Armed elements play a dominant role in the iconography and extol the military and heroic merits of the deceased. Two symmetrically facing eagles appear as a symbol of height, spirit identified with the sun and the spiritual principle. The eagle is associated to the idea of male activity and also manifests the rhythm of heroic nobility. It is an animal associated to the gods of power and war in classical iconography. In the air it is the equivalent of the lion on earth.

It is the bird that flies highest. It is also a symbol of spiritualization and sublimation of material and regressive tendencies. Dante referred to the eagle as a bird of God. It is so represented on this sarcophagus.

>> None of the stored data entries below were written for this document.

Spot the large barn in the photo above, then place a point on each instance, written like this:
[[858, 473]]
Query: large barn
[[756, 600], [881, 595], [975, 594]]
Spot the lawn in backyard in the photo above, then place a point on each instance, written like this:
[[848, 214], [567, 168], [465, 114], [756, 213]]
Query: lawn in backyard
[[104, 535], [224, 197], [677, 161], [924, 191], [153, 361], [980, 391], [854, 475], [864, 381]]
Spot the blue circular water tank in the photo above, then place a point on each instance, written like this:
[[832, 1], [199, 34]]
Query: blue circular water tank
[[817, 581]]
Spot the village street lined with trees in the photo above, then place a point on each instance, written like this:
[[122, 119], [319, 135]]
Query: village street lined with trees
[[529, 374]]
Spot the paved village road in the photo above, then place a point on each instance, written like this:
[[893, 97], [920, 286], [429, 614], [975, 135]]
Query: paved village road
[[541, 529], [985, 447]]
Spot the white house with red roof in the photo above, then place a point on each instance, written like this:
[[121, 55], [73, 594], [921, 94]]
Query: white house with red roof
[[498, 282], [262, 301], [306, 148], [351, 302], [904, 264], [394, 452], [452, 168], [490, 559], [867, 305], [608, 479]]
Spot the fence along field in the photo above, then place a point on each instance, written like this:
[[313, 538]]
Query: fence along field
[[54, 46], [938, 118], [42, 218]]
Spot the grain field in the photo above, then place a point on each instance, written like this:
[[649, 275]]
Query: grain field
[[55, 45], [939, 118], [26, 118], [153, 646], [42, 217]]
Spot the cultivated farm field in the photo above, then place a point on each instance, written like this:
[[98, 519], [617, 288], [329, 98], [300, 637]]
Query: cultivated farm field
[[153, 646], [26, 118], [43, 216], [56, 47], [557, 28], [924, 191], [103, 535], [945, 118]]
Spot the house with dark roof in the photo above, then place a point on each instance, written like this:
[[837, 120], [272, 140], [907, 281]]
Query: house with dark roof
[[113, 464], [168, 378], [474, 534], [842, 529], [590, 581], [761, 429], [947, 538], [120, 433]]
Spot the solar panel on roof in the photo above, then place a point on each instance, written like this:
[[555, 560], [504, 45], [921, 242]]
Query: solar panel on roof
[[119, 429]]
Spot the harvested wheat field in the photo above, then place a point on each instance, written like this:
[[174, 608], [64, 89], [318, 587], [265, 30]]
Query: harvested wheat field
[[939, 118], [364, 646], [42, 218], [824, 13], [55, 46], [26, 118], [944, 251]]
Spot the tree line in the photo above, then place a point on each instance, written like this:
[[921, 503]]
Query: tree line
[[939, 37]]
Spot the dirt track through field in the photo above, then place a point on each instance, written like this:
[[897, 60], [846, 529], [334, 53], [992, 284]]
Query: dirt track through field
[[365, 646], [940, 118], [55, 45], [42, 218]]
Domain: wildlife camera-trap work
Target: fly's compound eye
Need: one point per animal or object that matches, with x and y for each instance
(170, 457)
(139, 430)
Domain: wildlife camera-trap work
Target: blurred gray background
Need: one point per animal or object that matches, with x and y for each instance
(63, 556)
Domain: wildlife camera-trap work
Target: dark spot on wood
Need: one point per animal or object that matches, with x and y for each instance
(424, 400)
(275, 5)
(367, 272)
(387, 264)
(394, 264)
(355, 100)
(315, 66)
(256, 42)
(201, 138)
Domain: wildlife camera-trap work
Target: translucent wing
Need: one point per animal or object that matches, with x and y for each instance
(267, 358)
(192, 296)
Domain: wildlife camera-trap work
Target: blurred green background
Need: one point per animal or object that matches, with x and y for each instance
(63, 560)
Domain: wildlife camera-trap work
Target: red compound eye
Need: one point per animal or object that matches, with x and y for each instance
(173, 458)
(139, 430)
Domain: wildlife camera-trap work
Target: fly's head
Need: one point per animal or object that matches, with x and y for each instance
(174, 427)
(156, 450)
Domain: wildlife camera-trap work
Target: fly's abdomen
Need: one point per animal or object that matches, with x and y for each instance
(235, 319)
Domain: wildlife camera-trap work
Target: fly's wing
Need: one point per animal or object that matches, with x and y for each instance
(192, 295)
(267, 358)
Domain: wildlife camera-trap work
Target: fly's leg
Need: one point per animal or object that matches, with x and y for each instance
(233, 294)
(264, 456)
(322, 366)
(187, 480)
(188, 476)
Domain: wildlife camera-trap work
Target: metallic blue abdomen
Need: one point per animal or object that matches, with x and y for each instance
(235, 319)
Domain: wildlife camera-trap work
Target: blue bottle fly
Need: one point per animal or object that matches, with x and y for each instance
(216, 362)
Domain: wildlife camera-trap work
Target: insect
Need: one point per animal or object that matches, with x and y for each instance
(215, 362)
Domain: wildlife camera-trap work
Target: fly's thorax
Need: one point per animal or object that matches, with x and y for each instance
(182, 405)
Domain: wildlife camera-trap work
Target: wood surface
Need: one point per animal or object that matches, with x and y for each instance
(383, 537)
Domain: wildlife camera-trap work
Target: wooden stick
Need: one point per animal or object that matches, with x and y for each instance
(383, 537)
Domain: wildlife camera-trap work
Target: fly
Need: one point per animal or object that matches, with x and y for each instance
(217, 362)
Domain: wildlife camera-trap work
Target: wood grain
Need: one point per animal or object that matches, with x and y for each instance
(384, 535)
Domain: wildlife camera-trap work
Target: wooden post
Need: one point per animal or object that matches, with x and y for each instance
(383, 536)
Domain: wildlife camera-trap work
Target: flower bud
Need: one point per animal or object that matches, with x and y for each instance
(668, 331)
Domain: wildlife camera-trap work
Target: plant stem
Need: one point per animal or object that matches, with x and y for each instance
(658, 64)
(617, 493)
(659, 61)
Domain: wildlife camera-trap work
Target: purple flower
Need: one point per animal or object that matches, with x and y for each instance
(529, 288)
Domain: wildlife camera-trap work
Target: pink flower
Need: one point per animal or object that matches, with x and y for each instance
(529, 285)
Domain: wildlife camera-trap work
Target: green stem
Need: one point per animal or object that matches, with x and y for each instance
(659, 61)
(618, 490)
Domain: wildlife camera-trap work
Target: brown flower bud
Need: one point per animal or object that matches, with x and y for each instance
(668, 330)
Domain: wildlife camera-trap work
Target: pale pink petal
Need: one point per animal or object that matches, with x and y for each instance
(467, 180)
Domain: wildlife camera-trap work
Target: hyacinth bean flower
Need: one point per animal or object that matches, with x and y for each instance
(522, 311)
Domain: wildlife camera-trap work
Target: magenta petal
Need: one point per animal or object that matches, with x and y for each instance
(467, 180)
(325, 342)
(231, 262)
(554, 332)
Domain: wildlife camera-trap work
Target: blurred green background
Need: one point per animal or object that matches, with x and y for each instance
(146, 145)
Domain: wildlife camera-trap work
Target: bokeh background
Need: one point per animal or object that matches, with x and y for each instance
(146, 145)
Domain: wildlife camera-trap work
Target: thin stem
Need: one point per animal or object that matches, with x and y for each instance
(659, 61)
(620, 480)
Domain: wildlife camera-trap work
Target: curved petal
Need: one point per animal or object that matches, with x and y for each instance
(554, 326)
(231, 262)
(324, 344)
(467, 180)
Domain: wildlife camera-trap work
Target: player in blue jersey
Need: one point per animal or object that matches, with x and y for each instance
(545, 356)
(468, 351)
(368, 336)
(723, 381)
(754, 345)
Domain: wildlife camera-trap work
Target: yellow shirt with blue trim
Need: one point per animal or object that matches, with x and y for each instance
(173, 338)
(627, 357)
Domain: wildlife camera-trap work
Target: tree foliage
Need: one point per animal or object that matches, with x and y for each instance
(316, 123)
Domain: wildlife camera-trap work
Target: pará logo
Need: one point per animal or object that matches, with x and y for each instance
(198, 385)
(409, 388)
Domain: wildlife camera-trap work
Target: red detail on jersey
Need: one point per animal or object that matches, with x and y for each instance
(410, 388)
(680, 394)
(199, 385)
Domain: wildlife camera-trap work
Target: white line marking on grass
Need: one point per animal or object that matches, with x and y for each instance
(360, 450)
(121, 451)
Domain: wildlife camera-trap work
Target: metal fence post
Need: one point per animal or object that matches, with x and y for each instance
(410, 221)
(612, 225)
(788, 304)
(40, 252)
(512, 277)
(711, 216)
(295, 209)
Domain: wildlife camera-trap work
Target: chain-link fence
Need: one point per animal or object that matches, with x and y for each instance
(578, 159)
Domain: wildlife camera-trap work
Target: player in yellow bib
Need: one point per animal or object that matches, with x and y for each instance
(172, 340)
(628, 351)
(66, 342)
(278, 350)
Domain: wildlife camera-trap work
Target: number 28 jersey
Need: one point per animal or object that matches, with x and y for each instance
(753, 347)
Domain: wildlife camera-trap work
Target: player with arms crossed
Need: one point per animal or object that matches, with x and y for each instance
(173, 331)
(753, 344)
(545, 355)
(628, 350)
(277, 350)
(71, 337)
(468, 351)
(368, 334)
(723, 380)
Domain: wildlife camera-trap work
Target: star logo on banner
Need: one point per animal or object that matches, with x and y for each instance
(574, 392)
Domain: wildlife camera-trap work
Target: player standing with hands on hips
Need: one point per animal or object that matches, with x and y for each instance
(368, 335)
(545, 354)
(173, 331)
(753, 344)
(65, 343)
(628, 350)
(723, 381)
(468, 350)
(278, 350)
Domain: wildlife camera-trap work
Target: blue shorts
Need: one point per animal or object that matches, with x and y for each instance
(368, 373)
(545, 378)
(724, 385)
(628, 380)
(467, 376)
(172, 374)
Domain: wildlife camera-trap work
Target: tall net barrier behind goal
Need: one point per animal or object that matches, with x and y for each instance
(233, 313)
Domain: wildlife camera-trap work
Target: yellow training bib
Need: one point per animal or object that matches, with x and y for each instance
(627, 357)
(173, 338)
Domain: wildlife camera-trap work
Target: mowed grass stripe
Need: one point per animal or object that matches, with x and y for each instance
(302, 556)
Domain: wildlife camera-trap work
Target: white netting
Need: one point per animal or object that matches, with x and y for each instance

A shield and armour appear below the birds. Both are warriors symbols not conceived outside the combat context. The armour is used for physical protection of the body and symbolises spiritual defence. In the Epistle of St. Paul to the Ephesians (6, 10-17) the apostle said: “Put on the armour of God to counteract the devil’s schemes… take the helmet of salvation and the sword of the Spirit, which is the word of God.”

The sarcophagus is made of alabaster. This marble-like material is characterized by its ductility, translucence and waxy sheen, properties that have historically led it to be highly valued for ornamental use. Alabaster objects have been preserved since antiquity. It is likewise the material used in the late 14th century tomb of Pedro Fernandez de Híjar y Navarra from the Monastery of Rueda which is preserved in the Museum of Zaragoza.

The restoration was carried out using inert materials of the same nature as the original ones, inert synthetic resins, following the advice of the restorer Fernando Gilabert Lorenzo. A layer of micro-crystalline wax with a higher melting point than common wax was finally applied to prevent softening by heat and accumulation of dust or dirt.

It rests on a 17th century walnut refectory table with three drawers from the Collection of José María del Palacio y Abárzuza, 3rd Count of Las Almenas and 1st Marquis of Llano de San Javier.